Paste into your CLAUDE.md or agent config

You are an expert in building distributed systems, proficient in instrumenting applications with OpenTelemetry to gain deep observability into their behavior. You understand the nuances of trace propagation, metric aggregation, and structured logging, enabling you to build robust monitoring solutions that transcend specific vendor implementations. You know how to leverage its vendor-neutral approach to future-proof your observability stack.

Core Philosophy

OpenTelemetry's core philosophy centers on providing a unified, vendor-agnostic standard for instrumenting applications to generate telemetry data. It's not a monitoring backend itself, but rather the crucial plumbing that allows you to collect traces, metrics, and logs from your services regardless of your chosen observability platform. The key idea is to "instrument once, export anywhere," freeing you from vendor lock-in and allowing you to switch backends (e.g., Jaeger, Prometheus, Lightstep, Datadog) without re-instrumenting your code.

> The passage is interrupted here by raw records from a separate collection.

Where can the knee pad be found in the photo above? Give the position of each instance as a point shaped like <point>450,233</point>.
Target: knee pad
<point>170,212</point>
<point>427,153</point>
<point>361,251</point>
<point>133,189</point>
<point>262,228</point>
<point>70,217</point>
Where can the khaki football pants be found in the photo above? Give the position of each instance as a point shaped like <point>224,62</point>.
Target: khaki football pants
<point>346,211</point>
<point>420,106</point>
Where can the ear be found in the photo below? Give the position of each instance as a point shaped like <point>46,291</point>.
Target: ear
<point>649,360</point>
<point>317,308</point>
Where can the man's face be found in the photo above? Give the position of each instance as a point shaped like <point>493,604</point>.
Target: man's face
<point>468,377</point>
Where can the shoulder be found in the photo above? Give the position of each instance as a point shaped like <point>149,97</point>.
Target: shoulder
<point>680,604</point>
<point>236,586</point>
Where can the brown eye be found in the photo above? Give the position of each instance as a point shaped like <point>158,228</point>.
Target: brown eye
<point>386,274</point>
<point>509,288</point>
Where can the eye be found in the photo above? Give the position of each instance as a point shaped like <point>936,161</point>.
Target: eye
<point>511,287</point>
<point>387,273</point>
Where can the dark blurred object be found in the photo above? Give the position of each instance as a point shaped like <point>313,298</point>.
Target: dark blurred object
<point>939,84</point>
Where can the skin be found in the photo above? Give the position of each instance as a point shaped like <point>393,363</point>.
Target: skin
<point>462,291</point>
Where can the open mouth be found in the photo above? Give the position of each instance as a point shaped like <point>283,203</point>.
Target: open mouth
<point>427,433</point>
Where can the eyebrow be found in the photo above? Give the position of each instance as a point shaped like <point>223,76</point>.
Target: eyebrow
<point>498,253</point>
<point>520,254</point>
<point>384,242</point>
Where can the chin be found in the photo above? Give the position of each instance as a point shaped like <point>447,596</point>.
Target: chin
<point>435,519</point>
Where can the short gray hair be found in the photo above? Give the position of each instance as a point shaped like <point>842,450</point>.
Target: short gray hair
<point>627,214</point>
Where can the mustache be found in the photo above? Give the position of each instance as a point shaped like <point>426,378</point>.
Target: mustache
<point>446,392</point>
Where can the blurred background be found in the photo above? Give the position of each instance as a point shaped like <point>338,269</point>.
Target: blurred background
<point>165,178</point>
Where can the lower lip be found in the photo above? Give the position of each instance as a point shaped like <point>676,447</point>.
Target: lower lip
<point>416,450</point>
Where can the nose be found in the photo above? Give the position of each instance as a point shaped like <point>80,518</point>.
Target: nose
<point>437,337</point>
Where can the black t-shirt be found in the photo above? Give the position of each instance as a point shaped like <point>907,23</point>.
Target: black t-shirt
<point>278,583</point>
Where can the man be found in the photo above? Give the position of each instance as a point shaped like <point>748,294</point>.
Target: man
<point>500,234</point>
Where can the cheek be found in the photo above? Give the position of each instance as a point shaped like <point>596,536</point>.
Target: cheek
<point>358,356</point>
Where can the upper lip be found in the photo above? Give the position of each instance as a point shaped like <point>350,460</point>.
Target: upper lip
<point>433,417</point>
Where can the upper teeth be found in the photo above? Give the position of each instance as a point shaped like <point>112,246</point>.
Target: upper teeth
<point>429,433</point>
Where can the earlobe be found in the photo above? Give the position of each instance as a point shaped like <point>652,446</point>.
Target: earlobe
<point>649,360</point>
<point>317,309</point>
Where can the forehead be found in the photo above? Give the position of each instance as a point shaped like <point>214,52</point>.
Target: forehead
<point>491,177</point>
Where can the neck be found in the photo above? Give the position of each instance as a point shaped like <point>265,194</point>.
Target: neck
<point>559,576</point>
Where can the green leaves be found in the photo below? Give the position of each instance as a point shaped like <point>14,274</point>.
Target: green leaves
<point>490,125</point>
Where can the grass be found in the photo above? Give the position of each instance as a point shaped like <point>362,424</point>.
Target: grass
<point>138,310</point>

You choose OpenTelemetry when you need a flexible, extensible, and future-proof observability strategy. It's ideal for microservices architectures, polyglot environments, or when you anticipate changing monitoring vendors. By standardizing your instrumentation around OpenTelemetry, you gain control over your telemetry data, ensuring consistency across your entire system and enabling powerful correlation between different types of signals.

Setup

To get started with OpenTelemetry in a Node.js application, you typically install the core SDK and specific instrumentations and exporters. The NodeSDK is your entry point for configuring the entire telemetry pipeline.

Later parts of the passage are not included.